According to former RealPage employees, as many as 90 percent of the suggestions are adopted.
The design and growing reach of RealPage has raised questions about whether the company has created a new kind of Cartel that allows the nation's largest landlords to indirectly coordinate pricing in violation of federal law.
The use of private data on what competitors charge in rent is one of the reasons experts say RealPage and its clients invite scrutiny. A former federal prosecutor said that the creation of work groups that meet privately and include landlords who are not rivals could be a red flag.
AdvertisementCritics said the software might be artificially inflating rents and hurting competition.
Maurice Stucke, a former prosecutor in the Justice Department's antitrust division, said that machines are the only way to win.

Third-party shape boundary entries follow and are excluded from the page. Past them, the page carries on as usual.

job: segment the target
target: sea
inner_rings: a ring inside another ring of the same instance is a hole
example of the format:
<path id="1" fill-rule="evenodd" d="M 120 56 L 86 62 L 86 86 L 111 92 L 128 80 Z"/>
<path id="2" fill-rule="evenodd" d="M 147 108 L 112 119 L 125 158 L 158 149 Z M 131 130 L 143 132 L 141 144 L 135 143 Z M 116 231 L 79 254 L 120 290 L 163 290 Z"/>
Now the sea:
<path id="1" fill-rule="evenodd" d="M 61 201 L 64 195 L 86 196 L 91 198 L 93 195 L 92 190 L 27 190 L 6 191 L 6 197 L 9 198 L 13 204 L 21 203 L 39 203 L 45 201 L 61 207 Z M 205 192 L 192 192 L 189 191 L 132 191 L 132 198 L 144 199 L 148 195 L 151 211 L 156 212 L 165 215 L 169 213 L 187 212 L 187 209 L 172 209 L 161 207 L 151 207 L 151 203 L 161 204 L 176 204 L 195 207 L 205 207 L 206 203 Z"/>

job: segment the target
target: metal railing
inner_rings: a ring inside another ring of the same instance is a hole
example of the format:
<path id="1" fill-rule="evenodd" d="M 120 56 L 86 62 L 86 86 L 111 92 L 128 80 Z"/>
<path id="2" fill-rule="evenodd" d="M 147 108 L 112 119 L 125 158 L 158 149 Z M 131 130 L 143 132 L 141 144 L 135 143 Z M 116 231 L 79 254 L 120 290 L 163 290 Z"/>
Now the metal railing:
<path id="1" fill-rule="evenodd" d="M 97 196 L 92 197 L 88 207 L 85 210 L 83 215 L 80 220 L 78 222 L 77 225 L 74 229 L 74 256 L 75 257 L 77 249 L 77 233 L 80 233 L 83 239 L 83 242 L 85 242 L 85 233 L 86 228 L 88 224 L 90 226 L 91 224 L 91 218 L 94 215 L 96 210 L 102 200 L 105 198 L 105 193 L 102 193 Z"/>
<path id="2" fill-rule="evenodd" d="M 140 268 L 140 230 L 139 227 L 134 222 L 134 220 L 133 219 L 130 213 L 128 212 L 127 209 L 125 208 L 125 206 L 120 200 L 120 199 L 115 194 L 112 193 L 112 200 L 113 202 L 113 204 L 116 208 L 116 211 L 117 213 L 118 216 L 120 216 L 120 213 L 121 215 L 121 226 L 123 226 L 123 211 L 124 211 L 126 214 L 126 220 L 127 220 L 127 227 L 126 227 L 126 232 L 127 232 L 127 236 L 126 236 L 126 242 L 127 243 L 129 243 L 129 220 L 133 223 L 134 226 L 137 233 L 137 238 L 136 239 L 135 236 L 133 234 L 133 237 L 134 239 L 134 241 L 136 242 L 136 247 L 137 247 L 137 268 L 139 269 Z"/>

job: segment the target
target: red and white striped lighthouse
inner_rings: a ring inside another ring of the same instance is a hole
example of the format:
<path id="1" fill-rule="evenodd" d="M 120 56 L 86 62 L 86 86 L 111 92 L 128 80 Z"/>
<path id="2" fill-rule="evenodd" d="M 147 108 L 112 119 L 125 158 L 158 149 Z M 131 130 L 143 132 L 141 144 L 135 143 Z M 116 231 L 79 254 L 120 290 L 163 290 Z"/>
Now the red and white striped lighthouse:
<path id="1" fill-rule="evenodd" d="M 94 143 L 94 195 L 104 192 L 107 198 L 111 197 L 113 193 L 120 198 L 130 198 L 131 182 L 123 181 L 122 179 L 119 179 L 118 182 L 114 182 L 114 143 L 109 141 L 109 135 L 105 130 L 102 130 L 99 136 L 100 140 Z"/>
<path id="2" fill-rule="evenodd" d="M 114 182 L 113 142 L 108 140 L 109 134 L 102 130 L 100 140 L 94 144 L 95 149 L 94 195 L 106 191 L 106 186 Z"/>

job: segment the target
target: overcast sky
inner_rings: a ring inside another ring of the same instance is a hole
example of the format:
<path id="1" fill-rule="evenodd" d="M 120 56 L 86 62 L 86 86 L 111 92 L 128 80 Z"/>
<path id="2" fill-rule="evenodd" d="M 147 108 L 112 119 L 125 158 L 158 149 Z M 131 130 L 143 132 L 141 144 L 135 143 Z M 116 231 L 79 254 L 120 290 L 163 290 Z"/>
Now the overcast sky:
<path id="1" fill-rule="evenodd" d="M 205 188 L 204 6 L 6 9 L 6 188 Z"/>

RealPage gives landlords an anonymous look at what their competitors are charging by giving them internal rent data.
RealPage uses aggregated market data from a variety of sources in a legally compliant manner, according to a company representative.
The company said that landlords who use employees to set prices typically conduct phone surveys to check their competitors' rents, which could result in anti-competitive behavior.
According to a company statement, RealPage's revenue management solutions prioritize a property's own internal supply/demand dynamics over external factors such as competitors' rents.
According to the statement, RealPage's software can respond to seasonal drops in demand by lowering rents.
The company did not make any of its executives available for interviews. The record about YieldStar was not commented on by the representatives of Greystar. The National Multifamily Housing Council refused to speak.
Proponents say the software isn't making the market less competitive. Five years ago, RealPage's CEO told investors that the company wouldn't hurt competition after the merger. According to the CEO of Camden Property Trust, the apartment market in his company's home city is so big and diverse that it would be hard to argue there was price fixing.